The Outsider's Guide to Marche du Nain Rouge
In the grand tradition of Detroit's major drinking holidays -- the St. Patrick's Day Corktown Parade, Tigers' Opening Day, Paczki Day in Hamtramck, Labor Day in Hamtramck, Tour de Troit -- comes the Marche du Nain Rouge, a free springtime parade/party that is steeped in historic traditions born from the area's French settlers, making it, essentially, Detroit's answer to Mardi Gras.
Held every year on the Sunday after the spring equinox in March, the Marche du Nain Rouge was revived in 2010 with a few hundred people and some wheelbarrows, and has turned into a full-scale parade with homemade non-motorized neighborhood "floats" (also called "chariots"), thousands of elaborately and/or ridiculously costumed marchers, and a host of coordinating events and "Nain specials" at local bars and shops.

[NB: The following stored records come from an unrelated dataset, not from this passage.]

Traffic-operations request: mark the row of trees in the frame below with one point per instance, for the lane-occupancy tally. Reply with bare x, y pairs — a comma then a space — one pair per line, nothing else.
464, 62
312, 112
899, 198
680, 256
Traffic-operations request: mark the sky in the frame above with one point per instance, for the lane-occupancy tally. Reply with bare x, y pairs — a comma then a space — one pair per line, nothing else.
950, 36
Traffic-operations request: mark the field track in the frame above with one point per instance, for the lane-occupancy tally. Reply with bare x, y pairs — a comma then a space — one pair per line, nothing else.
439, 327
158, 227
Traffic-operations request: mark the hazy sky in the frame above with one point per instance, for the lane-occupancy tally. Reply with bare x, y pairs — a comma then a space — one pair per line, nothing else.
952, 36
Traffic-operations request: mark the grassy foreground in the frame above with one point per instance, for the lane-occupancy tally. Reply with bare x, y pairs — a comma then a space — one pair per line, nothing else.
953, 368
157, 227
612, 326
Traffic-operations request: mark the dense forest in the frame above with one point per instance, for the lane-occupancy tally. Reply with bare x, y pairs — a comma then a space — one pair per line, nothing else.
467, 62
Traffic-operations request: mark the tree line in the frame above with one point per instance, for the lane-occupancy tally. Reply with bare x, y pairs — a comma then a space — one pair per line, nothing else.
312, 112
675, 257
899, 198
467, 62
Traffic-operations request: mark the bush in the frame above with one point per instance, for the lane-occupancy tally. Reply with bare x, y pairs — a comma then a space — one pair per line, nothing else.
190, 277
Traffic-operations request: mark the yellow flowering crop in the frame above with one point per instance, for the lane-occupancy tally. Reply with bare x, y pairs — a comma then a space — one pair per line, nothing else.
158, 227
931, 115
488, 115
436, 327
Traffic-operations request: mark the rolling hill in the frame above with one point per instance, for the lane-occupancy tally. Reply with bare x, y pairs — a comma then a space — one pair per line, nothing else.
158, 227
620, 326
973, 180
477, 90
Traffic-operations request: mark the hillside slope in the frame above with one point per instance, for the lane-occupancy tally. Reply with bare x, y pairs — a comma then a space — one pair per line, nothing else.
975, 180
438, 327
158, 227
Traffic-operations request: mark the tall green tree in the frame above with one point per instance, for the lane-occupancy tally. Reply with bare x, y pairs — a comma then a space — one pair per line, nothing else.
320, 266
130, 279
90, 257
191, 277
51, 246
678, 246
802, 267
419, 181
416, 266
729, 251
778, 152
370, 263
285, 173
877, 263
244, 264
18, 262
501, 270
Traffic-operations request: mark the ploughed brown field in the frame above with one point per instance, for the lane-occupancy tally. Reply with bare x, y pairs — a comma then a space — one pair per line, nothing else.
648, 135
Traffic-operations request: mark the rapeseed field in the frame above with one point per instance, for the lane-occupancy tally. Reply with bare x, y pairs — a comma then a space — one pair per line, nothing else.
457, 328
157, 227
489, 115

If you're new to the city, in town for the weekend, or don't know Nain from Shinola, here's a quick primer for you.
What is the Nain Rouge?
The Nain Rouge is the red dwarf, or red devil, or red goblin -- whichever small-ish, twisted, humanoid, hell-raising creature of myth you prefer -- that is known as a harbinger of doom and has tormented the city of Detroit since the days of Antoine de la Mothe Cadillac, the French settler of Detroit. Soon after seeing the Nain in 1701, Cadillac lost his fortune. Since then, the Nain is said to have appeared before the aptly-named Battle of Bloody Run in 1763, the Great Fire of 1805 that almost completely wiped the city from the map, the catastrophic 1967 riot that has become a defining moment in Detroit's modern history, and various smaller crimes and personal tragedies.
Got it. So what is the Marche du Nain Rouge then?
Every year on the Sunday after the spring equinox, Detroiters gather to celebrate the city and banish the Nain Rogue and his evil machinations, a revival of an Olde Detroit tradition that culminated with the burning of an effigy of the Nain. Nowadays, the Nain himself makes a personal appearance at the parade to revel in his own destructive glory and taunt the crowd with promises of future demise -- yet every year since the Marche's 2010 revival, Detroit's own revival seems to get stronger and stronger. Coincidence? Detroiters aren't taking any chances.
Are costumes mandatory?
Marchers are encouraged to come in costume so that the Nain can't recognize them upon his return and exact his revenge. That said, no, costumes are not "mandatory," but... are you really that lame? Maybe just stay home and clean the bathroom if you're too cool for a costume. P.S., while there is no standard costume prescription, it should go without saying that red is the preferred color.
Where is the Marche held?
The Marche du Nain Rouge is held throughout Midtown, starting on West Canfield in front of Traffic Jam & Snug and Motor City Brewing Works, and ending at Cass Park in front of the Masonic Temple -- where the "official" after-party is held, though pretty much all of the Cass Corridor is the after-party, from Honest John's to the Old Miami.
Sweet! But WHEN is this year's Marche?
This year the Marche is on Sunday, March 22 at 1pm.